Observations on Pot Noodle
Underneath the "hallowed hills" of Crumlin in South Wales, miners are hard at work, blasting the rocks to find rich "noodle seams". A voice-over from the valleys intones that Pot Noodle is the "fuel of Britain, isn't it". With this new advertising campaign we are entering the third age of Pot Noodle - and the first two are a lesson in social history.
Golden Wonder launched Pot Noodle in 1979, the year Margaret Thatcher came to power. The concept came from Japan, where Cup Ramen has none of the slobby connotations of its British cousin. For a while we were confused. Pot Noodle seemed to belong to an earlier era of space-age, dehydrated food (Vesta curries, Smash), while embracing a new trend for "pit-stop dining". Since it had similar rivals, such as Knorr's Knoodles and Batchelors Snackpots, it took some time to enter the national psyche as a mythically naff snack.
By 1988, however, the writer Philip Norman was complaining about "the patriotism which, after Pot Noodles, must rank as the Eighties' great synthetic triumph". Early Pot Noodle commercials were defensive - it was always tastier and more sophisticated than you imagined.
In 1993, the second age began when Pot Noodle moved its advertising account to HHCL, which produced a dozen years of postmodern campaigns. Terry, a nerdy, camcorder-carrying Welshman, asked: "How can Pot Noodle be faffy food? It's too gorgeous." Real Pot Noodle-eating men got into fights with weedy men in T-shirts emblazoned with "Rocket" and "Brown Rice". These campaigns were aimed at young consumers who were irony-literate but felt excluded from middle-class, metropolitan cuisine. They came at the same time as the core ingredient of Pot Noodle was moving upmarket, with the arrival of trendy noodle-bar chains such as Wagamama.
The problem with all this "constructive negativity", as advertisers like to call it, was that there was only one way to go: downmarket. Pot Noodle campaigns became more extreme. Only a year ago, men with bulges in their trousers were admitting to having "the Pot Noodle horn".
Now the third age has begun. According to the new ads, Pot Noodle is part of our heritage and even of the earth itself.
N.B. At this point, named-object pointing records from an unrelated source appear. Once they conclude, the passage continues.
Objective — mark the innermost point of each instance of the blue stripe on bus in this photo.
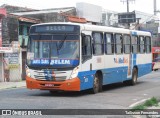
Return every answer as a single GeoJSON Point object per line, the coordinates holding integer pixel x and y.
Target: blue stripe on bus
{"type": "Point", "coordinates": [134, 59]}
{"type": "Point", "coordinates": [111, 75]}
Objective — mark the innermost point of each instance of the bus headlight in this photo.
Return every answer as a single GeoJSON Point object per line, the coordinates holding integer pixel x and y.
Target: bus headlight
{"type": "Point", "coordinates": [28, 72]}
{"type": "Point", "coordinates": [74, 72]}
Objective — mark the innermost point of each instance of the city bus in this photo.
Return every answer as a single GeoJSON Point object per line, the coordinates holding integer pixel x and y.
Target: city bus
{"type": "Point", "coordinates": [74, 57]}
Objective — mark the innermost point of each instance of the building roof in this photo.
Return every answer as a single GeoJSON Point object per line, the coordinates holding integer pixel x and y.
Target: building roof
{"type": "Point", "coordinates": [56, 10]}
{"type": "Point", "coordinates": [25, 19]}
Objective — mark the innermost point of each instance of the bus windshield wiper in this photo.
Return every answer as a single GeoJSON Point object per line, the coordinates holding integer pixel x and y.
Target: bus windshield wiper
{"type": "Point", "coordinates": [62, 42]}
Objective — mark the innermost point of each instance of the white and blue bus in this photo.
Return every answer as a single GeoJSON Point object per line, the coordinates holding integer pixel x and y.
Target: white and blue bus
{"type": "Point", "coordinates": [75, 57]}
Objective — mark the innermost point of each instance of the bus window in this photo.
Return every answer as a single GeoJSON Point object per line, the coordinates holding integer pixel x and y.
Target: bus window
{"type": "Point", "coordinates": [135, 44]}
{"type": "Point", "coordinates": [141, 44]}
{"type": "Point", "coordinates": [86, 48]}
{"type": "Point", "coordinates": [148, 44]}
{"type": "Point", "coordinates": [118, 40]}
{"type": "Point", "coordinates": [127, 44]}
{"type": "Point", "coordinates": [109, 43]}
{"type": "Point", "coordinates": [97, 43]}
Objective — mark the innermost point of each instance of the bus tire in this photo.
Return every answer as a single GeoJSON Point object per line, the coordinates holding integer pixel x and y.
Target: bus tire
{"type": "Point", "coordinates": [96, 84]}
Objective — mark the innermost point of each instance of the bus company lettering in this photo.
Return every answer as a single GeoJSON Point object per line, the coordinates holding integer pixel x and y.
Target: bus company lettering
{"type": "Point", "coordinates": [60, 62]}
{"type": "Point", "coordinates": [121, 60]}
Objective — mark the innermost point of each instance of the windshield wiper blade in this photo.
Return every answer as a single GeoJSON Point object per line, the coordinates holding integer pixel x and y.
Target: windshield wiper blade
{"type": "Point", "coordinates": [62, 42]}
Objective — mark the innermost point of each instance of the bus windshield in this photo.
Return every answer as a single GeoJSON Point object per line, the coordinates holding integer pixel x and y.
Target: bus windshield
{"type": "Point", "coordinates": [53, 50]}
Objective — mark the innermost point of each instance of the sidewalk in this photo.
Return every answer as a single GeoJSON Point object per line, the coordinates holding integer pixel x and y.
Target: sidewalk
{"type": "Point", "coordinates": [8, 85]}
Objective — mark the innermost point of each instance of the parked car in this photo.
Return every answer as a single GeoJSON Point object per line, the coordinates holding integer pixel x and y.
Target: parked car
{"type": "Point", "coordinates": [156, 64]}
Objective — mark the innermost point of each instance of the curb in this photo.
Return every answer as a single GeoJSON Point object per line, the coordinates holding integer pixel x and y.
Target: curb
{"type": "Point", "coordinates": [139, 102]}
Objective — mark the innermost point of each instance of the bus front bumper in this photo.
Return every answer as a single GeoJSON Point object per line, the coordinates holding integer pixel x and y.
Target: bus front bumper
{"type": "Point", "coordinates": [67, 85]}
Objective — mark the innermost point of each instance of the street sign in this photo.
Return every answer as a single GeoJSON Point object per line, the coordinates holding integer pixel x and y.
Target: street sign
{"type": "Point", "coordinates": [128, 17]}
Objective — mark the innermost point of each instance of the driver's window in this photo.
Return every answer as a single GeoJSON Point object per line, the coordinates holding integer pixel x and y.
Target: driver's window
{"type": "Point", "coordinates": [86, 47]}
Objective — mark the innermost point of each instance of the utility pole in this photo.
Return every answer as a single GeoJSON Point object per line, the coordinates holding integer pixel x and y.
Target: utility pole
{"type": "Point", "coordinates": [155, 7]}
{"type": "Point", "coordinates": [127, 1]}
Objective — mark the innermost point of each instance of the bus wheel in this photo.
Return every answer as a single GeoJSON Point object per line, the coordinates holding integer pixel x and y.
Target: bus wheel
{"type": "Point", "coordinates": [133, 81]}
{"type": "Point", "coordinates": [96, 84]}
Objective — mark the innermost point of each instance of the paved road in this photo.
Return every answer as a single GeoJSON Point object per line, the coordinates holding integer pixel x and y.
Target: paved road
{"type": "Point", "coordinates": [113, 97]}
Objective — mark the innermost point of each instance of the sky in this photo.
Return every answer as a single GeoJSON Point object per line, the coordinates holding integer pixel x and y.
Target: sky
{"type": "Point", "coordinates": [113, 5]}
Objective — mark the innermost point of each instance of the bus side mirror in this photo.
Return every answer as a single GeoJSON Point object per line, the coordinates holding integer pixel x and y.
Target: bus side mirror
{"type": "Point", "coordinates": [83, 35]}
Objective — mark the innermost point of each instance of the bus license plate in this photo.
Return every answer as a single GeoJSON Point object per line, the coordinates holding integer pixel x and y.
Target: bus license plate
{"type": "Point", "coordinates": [49, 85]}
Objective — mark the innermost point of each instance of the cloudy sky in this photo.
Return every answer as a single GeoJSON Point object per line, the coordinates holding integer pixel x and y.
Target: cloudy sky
{"type": "Point", "coordinates": [114, 5]}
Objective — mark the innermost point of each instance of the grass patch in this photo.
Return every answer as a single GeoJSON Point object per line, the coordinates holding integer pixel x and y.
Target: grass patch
{"type": "Point", "coordinates": [148, 103]}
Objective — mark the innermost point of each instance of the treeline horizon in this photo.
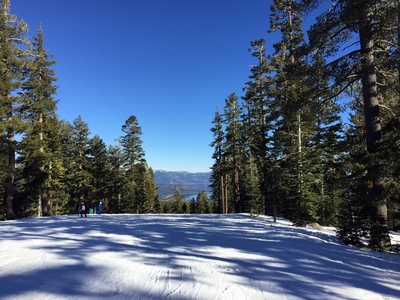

But none of this seems to make any difference, as Pot Noodle sales have remained remarkably consistent over the years. In a recent survey for Marketing magazine, Pot Noodle was voted Britain's most hated brand, yet a quarter of the population has bought a Pot Noodle in the past year. As Joanna Blythman shows in her recent book Bad Food Britain, the nation's so-called "foodie culture" is a Potemkin village - a beautiful edifice of farmers' markets and gastropubs, behind which we are all stuffing ourselves with microwaveable chips and pot snacks.
Some clichés are true: the main consumers of Pot Noodles are teenagers and students. On a recent residential weekend with my students, I was given the task of buying the food. When I arrived loaded with shopping bags, the students castigated me for not buying any Pot Noodles. They were stranded in a remote part of the Lleyn Peninsula without their staple food. They persuaded me to drive to the nearest garage to buy some, and there I was confronted by a phenomenon I had never noticed before: a themed shelf full of Pot Noodles, in subtly different shades, like a Rothko painting. There was even a hot-water dispenser for people who could not wait to get to a kettle.
The world since 1979 has changed totally beyond recognition. But some things in life remain the same: death, taxes, and Pot Noodle.